Huiyang Hui and his team selected precursors with different characteristics, namely fullerenes, glassy carbon and onion carbon, to explore the structure and microstructure transformation process and paths of different precursors under high pressure. As expected, the research team observed the formation of nanodiamonds in the high temperature range above 1800 Kelvin at a pressure of 30 gigapascals. However, only fullerenes under the pressure and temperature conditions of 30 gigapascals and 1500-1600 Kelvin have amorphous diamonds with medium-range order that can be retained to atmospheric pressure, which has never been found before.

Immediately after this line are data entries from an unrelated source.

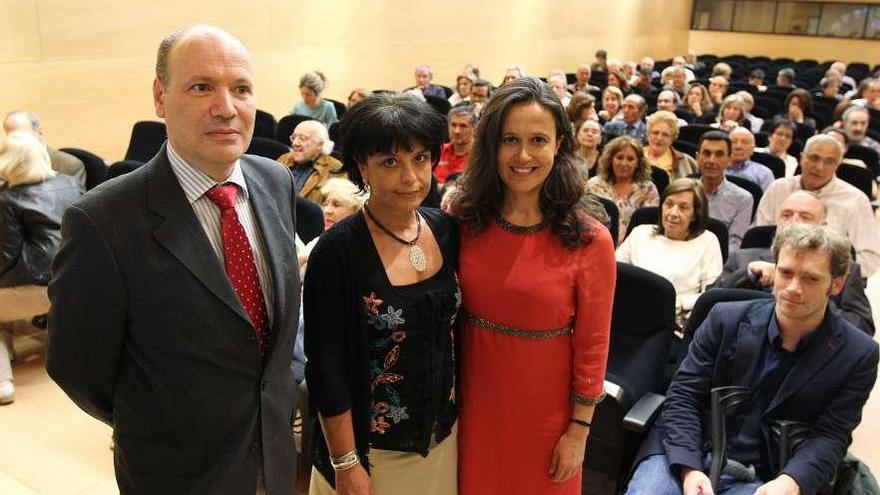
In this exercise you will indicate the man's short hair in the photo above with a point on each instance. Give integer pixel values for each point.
(854, 109)
(824, 138)
(464, 108)
(809, 237)
(715, 136)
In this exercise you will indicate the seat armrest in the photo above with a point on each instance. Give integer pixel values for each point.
(642, 415)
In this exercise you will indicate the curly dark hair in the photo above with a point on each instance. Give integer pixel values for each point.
(382, 122)
(570, 212)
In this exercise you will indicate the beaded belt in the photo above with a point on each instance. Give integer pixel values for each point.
(515, 332)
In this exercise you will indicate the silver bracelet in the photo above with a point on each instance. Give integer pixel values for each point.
(345, 461)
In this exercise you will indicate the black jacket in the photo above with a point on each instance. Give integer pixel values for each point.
(30, 228)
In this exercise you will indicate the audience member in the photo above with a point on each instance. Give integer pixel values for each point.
(662, 130)
(357, 95)
(463, 84)
(455, 154)
(62, 162)
(678, 248)
(187, 362)
(855, 122)
(785, 77)
(753, 122)
(612, 104)
(849, 211)
(717, 90)
(756, 79)
(742, 143)
(780, 140)
(753, 268)
(798, 105)
(32, 201)
(631, 123)
(589, 137)
(311, 85)
(624, 177)
(582, 80)
(728, 202)
(424, 75)
(309, 160)
(798, 360)
(697, 100)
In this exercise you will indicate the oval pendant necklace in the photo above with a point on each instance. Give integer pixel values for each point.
(417, 257)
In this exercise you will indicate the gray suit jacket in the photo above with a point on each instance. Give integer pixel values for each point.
(852, 300)
(147, 334)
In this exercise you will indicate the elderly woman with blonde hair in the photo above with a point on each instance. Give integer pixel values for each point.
(311, 85)
(32, 201)
(662, 132)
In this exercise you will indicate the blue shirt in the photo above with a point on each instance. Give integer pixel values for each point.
(325, 113)
(773, 366)
(733, 206)
(618, 127)
(753, 171)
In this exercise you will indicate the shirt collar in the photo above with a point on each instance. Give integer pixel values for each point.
(195, 182)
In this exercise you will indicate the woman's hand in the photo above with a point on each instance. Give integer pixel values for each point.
(568, 455)
(354, 481)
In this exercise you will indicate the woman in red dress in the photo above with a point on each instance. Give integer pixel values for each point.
(537, 274)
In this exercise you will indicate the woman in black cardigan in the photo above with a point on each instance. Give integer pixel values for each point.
(380, 301)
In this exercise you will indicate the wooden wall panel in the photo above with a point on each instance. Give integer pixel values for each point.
(86, 66)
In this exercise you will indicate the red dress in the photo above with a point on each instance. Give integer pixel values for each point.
(534, 338)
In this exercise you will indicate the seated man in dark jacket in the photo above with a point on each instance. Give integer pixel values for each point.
(800, 362)
(753, 268)
(32, 201)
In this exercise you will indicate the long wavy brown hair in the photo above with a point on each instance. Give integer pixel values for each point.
(569, 211)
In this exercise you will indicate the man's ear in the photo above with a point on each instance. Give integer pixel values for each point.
(159, 97)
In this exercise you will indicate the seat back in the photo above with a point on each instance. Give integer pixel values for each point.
(96, 168)
(147, 138)
(760, 236)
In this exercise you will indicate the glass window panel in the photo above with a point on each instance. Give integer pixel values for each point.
(874, 23)
(754, 16)
(713, 15)
(843, 20)
(798, 18)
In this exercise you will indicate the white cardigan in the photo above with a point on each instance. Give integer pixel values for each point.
(690, 265)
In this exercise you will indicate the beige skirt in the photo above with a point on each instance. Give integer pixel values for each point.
(396, 473)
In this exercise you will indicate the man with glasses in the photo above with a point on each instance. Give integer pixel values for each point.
(849, 211)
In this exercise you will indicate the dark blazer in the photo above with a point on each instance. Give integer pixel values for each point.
(852, 300)
(147, 334)
(30, 228)
(827, 388)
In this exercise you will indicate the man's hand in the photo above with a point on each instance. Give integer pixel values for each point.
(695, 482)
(354, 481)
(783, 485)
(568, 455)
(763, 272)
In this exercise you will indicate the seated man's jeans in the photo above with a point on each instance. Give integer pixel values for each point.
(654, 477)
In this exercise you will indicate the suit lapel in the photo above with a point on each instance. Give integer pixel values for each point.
(826, 345)
(183, 235)
(277, 240)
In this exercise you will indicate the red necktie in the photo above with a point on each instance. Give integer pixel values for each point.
(240, 266)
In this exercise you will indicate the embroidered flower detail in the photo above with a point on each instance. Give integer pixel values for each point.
(379, 425)
(391, 319)
(398, 414)
(372, 303)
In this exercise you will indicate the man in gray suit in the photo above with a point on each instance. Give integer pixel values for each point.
(175, 293)
(754, 267)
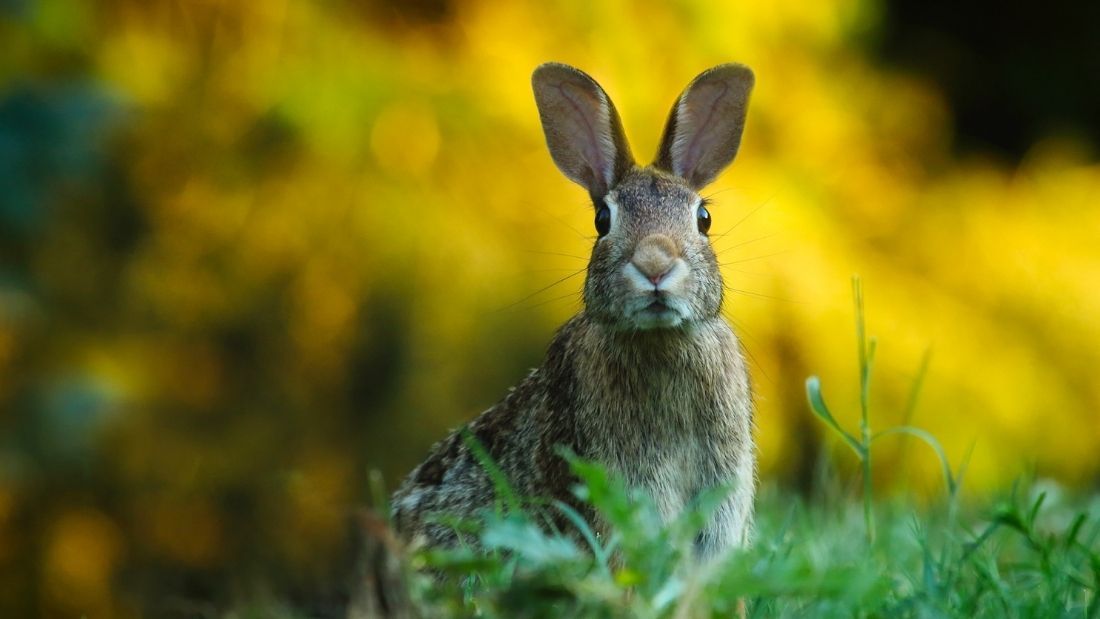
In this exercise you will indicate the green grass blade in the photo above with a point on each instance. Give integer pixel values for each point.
(817, 405)
(932, 442)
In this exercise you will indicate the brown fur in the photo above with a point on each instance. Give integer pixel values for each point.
(648, 379)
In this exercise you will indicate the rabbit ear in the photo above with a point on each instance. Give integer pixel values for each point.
(704, 128)
(583, 130)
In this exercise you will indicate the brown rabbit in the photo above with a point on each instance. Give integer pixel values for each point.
(648, 379)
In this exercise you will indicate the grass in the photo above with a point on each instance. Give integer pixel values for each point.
(1032, 552)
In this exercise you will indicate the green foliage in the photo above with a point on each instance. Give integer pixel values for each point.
(1034, 553)
(1025, 556)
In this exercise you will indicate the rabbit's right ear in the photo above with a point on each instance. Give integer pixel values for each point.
(583, 130)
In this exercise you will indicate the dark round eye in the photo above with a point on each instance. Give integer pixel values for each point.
(704, 219)
(603, 220)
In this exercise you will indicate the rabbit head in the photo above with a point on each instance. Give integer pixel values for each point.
(652, 265)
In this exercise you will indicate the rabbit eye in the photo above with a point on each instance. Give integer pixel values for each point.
(603, 220)
(704, 219)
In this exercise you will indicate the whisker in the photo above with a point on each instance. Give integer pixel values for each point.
(717, 251)
(755, 257)
(548, 301)
(554, 254)
(543, 289)
(740, 221)
(761, 296)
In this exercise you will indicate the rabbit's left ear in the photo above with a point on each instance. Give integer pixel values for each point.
(705, 125)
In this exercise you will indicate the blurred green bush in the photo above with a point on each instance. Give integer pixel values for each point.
(249, 251)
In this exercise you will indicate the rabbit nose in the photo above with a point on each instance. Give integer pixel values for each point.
(653, 256)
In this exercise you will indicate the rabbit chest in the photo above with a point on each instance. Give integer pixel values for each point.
(671, 412)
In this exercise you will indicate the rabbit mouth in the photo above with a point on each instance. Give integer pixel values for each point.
(657, 311)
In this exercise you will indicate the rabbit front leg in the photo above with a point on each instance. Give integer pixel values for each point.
(730, 527)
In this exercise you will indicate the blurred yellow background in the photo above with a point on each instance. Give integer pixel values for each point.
(251, 250)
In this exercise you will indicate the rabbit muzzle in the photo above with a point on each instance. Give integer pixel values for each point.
(656, 275)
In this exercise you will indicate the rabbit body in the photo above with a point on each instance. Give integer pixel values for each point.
(648, 379)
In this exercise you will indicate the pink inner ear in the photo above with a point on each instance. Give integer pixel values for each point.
(585, 125)
(696, 115)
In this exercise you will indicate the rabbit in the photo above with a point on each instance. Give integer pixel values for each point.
(648, 379)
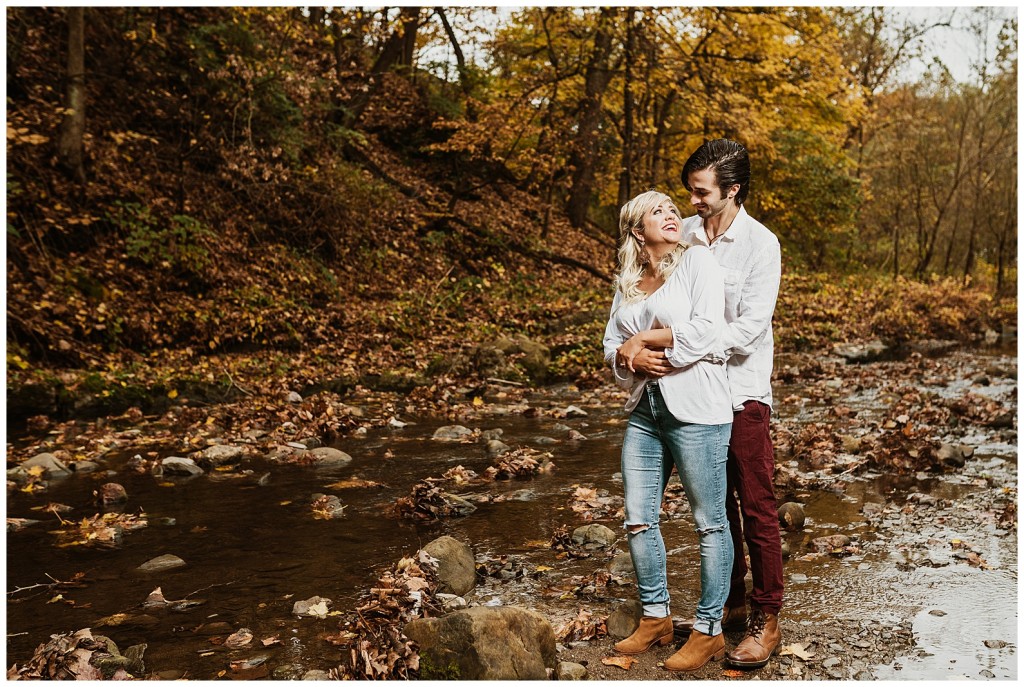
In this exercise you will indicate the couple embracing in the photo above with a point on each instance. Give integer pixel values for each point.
(690, 336)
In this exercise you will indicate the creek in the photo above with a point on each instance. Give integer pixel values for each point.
(253, 548)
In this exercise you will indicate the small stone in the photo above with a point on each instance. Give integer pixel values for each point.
(180, 466)
(49, 463)
(452, 433)
(302, 607)
(112, 492)
(496, 447)
(574, 412)
(328, 457)
(791, 516)
(162, 564)
(569, 671)
(316, 675)
(594, 537)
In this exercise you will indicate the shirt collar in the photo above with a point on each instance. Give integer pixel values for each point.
(736, 230)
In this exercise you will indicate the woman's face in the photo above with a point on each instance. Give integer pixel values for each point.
(662, 228)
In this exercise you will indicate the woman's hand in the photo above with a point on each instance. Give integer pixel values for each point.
(650, 362)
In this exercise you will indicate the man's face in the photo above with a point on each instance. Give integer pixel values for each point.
(706, 196)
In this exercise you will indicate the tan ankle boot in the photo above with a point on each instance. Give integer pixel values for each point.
(699, 648)
(651, 631)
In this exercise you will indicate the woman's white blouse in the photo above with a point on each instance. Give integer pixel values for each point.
(692, 304)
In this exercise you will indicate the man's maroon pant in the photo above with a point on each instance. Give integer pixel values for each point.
(750, 470)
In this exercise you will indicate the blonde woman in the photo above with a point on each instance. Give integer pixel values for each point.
(670, 296)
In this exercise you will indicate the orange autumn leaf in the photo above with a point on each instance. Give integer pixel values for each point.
(625, 662)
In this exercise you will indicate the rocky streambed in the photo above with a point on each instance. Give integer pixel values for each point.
(904, 567)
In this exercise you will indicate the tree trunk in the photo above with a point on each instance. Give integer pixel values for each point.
(70, 146)
(596, 82)
(394, 51)
(626, 174)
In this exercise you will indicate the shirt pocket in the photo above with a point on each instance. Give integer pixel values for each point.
(733, 288)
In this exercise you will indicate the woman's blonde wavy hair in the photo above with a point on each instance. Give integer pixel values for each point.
(630, 251)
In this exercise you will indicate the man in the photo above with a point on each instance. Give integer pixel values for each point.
(718, 177)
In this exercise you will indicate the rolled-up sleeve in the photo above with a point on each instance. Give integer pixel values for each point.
(701, 334)
(613, 338)
(757, 304)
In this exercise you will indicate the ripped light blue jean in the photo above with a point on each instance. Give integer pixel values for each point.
(654, 441)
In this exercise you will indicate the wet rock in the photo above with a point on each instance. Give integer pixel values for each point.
(327, 507)
(594, 537)
(327, 457)
(452, 433)
(303, 607)
(162, 564)
(316, 675)
(110, 494)
(180, 466)
(288, 672)
(866, 352)
(49, 463)
(574, 412)
(622, 564)
(624, 620)
(496, 447)
(568, 671)
(791, 516)
(216, 456)
(851, 444)
(828, 544)
(1003, 421)
(451, 601)
(950, 455)
(484, 643)
(456, 566)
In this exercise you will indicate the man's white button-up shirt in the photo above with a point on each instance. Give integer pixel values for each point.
(751, 260)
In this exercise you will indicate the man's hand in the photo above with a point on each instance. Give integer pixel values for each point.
(651, 362)
(628, 351)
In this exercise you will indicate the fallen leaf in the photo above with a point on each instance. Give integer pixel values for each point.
(799, 650)
(625, 662)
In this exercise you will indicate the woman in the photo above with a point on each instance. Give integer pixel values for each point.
(672, 297)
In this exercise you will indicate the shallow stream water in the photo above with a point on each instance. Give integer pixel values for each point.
(253, 549)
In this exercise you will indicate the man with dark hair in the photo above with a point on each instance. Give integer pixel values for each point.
(718, 176)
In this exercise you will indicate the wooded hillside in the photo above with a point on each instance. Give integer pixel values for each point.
(242, 197)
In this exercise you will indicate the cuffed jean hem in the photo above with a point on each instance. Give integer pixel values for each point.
(655, 610)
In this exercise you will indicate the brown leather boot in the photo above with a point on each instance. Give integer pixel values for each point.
(699, 648)
(733, 618)
(651, 631)
(763, 637)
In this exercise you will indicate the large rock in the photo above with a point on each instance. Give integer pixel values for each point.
(330, 458)
(484, 643)
(218, 455)
(594, 537)
(180, 466)
(452, 433)
(162, 564)
(456, 566)
(49, 463)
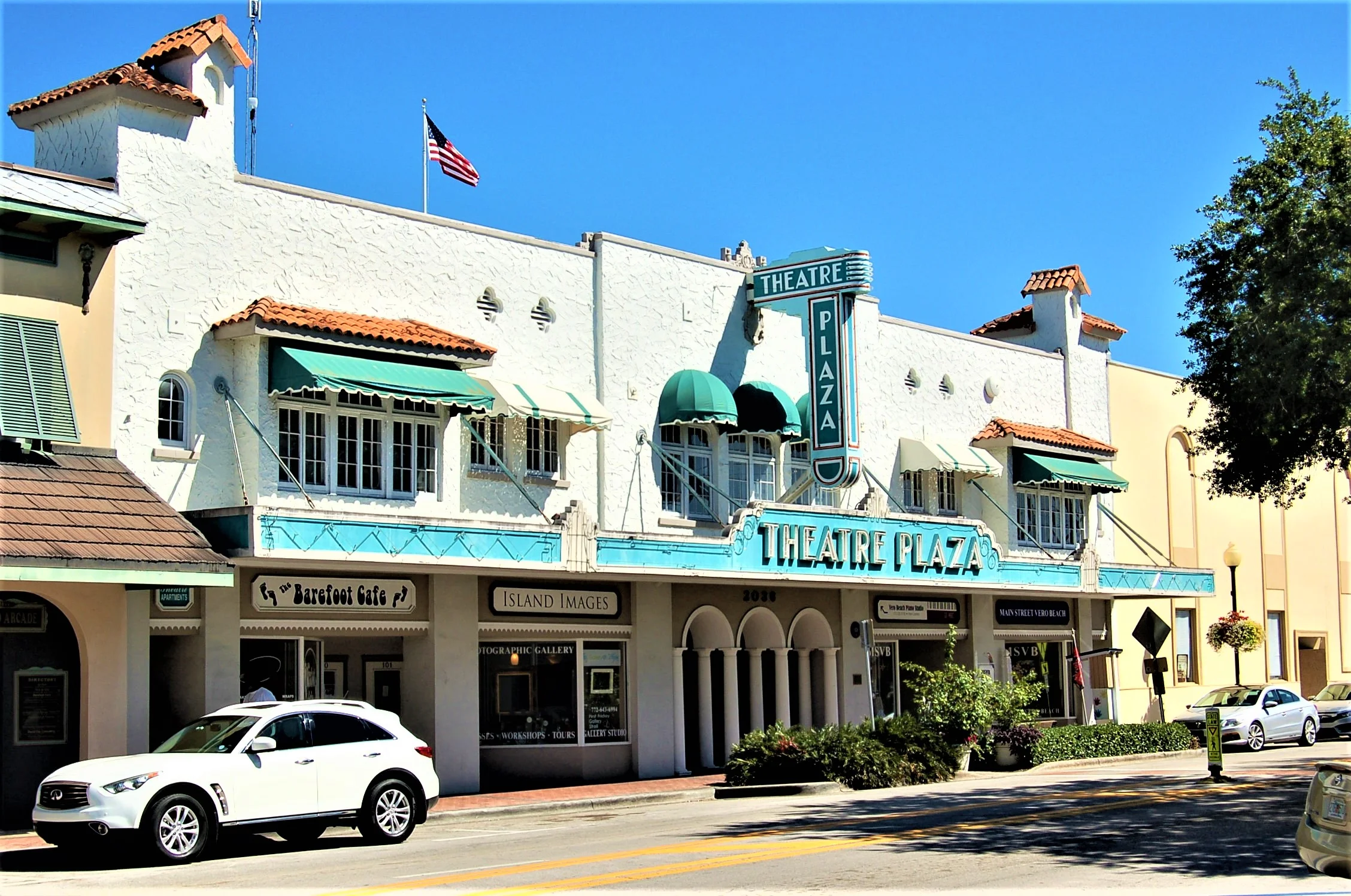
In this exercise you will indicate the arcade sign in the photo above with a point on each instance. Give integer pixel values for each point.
(295, 594)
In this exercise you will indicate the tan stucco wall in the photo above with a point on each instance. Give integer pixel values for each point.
(99, 617)
(1291, 559)
(53, 293)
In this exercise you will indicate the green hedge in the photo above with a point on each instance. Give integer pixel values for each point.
(900, 752)
(1091, 741)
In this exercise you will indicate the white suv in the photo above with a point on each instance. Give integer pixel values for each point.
(291, 768)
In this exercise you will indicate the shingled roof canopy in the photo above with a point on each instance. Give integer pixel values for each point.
(83, 507)
(407, 333)
(1059, 437)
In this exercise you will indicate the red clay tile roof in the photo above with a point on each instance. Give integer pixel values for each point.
(193, 41)
(129, 73)
(1092, 322)
(86, 507)
(414, 333)
(1022, 319)
(1067, 277)
(999, 429)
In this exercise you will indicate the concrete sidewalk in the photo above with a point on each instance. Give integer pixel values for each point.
(515, 802)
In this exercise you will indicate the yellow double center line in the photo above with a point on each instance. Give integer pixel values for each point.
(747, 852)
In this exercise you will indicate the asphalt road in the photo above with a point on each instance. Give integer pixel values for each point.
(1149, 826)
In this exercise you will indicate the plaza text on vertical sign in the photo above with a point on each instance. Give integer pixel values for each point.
(819, 287)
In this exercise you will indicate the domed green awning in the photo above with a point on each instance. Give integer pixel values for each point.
(695, 396)
(762, 407)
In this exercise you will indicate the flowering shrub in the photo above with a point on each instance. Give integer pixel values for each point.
(1235, 630)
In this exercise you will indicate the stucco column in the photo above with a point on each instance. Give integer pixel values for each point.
(783, 699)
(804, 688)
(731, 704)
(678, 709)
(832, 687)
(138, 672)
(705, 707)
(757, 686)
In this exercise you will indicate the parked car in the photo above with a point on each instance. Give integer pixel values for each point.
(1325, 836)
(289, 768)
(1334, 706)
(1255, 717)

But discovery is not enough. To conduct in-depth and meticulous research on it, researchers are also required to carry out detailed structural characterization and model construction of the trapped amorphous diamond with medium-range order. Therefore, Huiyang Hui and his collaborators characterized its structure and microstructure through X-ray, correlation function, spectroscopy, transmission electron microscopy and other methods, and used advanced large-scale molecular dynamics simulations to compare and model them in detail. construction, which was eventually identified as subcrystalline diamond. The diamond of this structure is essentially the introduction of nanometer-sized intermediate-range ordered structures in an amorphous matrix. Its discovery not only enables researchers to deeply understand this special diamond and master its uniqueness, but also fills in the missing link in the atomic arrangement scale between the amorphous structure and the crystalline structure, and provides a better understanding of the complexities of amorphous materials. The structure provides the key.


In addition to filling the theoretical gap, the synthesis of subcrystalline diamond has a wider application value. In addition to the mechanical properties equivalent to ordinary crystalline diamond, subcrystalline diamond also has very unique and adjustable optical properties. "This means that subcrystalline diamond may be a very good window material under extreme conditions." Huiyang pointed out that due to the very broad fluorescence peak and high thermal stability of subcrystalline diamond, it is expected to be used in the future in the future. Wider applications in many fields, including biomedicine.